Search code examples
bcpgnu-parallel

GNU Parallel -q option causing BCP "unknown option" errors (different string quotes on local vs remote hosts)


Seeing very strange behavior where when when using gnu parallel to distribute export jobs using bcp from mssql-tools. It appears that when using the -q option for parallel, strings are interpreted differently on local host than on remote hosts.

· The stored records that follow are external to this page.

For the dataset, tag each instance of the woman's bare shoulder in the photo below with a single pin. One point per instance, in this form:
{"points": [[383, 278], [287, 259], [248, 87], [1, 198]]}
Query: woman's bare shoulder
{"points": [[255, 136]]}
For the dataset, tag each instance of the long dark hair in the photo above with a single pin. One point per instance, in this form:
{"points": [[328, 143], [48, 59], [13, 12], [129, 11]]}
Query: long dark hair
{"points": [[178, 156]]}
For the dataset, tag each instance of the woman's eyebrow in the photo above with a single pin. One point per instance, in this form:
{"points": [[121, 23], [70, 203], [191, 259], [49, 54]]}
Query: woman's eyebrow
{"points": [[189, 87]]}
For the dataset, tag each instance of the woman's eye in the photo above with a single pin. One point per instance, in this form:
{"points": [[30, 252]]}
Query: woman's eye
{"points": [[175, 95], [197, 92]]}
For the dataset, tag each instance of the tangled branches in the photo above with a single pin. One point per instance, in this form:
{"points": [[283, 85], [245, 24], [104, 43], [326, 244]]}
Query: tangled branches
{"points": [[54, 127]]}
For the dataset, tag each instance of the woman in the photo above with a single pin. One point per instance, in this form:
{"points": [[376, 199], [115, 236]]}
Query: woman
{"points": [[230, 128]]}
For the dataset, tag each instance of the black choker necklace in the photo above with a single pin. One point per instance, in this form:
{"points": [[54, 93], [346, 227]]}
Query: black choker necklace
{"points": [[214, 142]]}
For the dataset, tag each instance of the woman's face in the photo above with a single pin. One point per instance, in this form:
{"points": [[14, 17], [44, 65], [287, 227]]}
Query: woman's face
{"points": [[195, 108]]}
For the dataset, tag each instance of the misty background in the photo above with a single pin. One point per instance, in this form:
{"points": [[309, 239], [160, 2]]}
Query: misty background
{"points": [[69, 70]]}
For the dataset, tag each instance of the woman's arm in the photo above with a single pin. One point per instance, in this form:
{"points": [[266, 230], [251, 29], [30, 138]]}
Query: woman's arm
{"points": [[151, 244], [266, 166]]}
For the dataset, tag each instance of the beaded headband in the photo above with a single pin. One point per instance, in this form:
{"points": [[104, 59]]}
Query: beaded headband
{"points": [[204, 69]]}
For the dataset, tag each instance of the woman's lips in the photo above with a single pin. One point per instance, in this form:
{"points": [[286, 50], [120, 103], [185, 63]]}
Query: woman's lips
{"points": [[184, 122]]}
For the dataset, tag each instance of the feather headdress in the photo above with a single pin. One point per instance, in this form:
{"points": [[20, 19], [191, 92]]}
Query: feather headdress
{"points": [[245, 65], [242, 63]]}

Running only as a loop through files on local host, the bcp processes throws no errors

However, distributing the file exports with parallel, the bcp processes executing on the local host throw

/opt/mssql-tools/bin/bcp: unknown option

errors, while those executing on remote hosts (via a --sshloginfile param) finish successfully. The basic code being run looks like...

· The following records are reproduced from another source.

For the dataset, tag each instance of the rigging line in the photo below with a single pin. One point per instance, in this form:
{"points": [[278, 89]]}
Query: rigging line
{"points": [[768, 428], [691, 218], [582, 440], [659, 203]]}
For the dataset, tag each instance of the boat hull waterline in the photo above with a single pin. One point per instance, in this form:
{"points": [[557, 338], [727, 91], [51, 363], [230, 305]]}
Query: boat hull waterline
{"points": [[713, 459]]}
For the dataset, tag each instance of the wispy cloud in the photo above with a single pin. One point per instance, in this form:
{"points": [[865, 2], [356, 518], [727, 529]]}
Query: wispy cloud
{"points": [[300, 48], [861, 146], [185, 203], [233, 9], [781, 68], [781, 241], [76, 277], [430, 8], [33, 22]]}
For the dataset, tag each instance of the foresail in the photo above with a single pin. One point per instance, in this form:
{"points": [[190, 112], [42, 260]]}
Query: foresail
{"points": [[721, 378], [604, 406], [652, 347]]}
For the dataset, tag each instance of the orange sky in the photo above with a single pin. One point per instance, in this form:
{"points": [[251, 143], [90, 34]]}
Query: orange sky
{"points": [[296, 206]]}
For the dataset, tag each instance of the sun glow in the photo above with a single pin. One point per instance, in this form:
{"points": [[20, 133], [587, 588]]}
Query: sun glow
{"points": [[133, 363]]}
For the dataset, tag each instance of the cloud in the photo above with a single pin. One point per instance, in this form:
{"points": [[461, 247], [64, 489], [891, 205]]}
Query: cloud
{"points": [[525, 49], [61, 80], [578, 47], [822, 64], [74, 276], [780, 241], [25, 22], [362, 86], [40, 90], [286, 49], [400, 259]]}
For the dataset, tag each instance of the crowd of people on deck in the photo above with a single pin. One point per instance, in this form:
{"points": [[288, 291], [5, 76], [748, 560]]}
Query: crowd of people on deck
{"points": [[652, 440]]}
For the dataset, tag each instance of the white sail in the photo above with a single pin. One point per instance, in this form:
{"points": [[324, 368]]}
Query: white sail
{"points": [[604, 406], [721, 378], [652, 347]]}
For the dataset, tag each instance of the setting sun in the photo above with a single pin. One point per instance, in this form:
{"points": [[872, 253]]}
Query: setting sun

# setting some vars to pass
TO_SERVER_ODBCDSN="-D -S MyMSSQLServer"
TO_SERVER_IP="-S 172.18.54.22"
DB="$dest_db" #TODO: enforce being more careful with this value
TABLE="$tablename" # MUST exist beforehand, case matters
USER=$(tail -n+1 $source_home/mssql-creds.txt | head -1)
PASSWORD=$(tail -n+2 $source_home/mssql-creds.txt | head -1)
DATAFILES="/some/path/to/files/"
TARGET_GLOB="*.tsv"
RECOMMEDED_IMPORT_MODE='-c' # makes a HUGE difference, see https://stackoverflow.com/a/16310219/8236733
DELIMITER="\\\t" # (currently not used) DO NOT use format like "'\t'", nested quotes seem to cause hard-to-catch error, want "\t" literal

....

bcpexport() {
    filename=$1
    TO_SERVER_ODBCDSN=$2
    DB=$3
    TABLE=$4 # MUST exist beforehand, case matters
    USER=$5
    PASSWORD=$6
    RECOMMEDED_IMPORT_MODE=$7 # makes a HUGE difference, see https://stackoverflow.com/a/16310219/8236733
    DELIMITER=$8 # not currently used
    WORKDIR=$9
    LOGDIR=${10}

    ....

    /opt/mssql-tools/bin/bcp "$TABLE" in "$localfile" \
        $TO_SERVER_ODBCDSN \
        -U $USER -P $PASSWORD \
        -d $DB \
        $RECOMMEDED_IMPORT_MODE
        -t "\t" \
        -e ${localfile}.bcperror.log
}

export -f bcpexport
parallelization_pernode=5
parallel -q -j $parallelization_pernode \
        --sshloginfile $source_home/parallel-nodes.txt \
        --env bcpexport \
        bcpexport {} "$TO_SERVER_ODBCDSN" $DB $TABLE $USER $PASSWORD $RECOMMEDED_IMPORT_MODE $DELIMITER $workingdir $logdir \
        ::: $DATAFILES/$TARGET_GLOB  #from hdfs nfs gateway

Looking at the bash interpretation of the processes (by running ps -aux | grep bcp on the hosts that parallelis given in the --sshloginfile) for the remote hosts we see...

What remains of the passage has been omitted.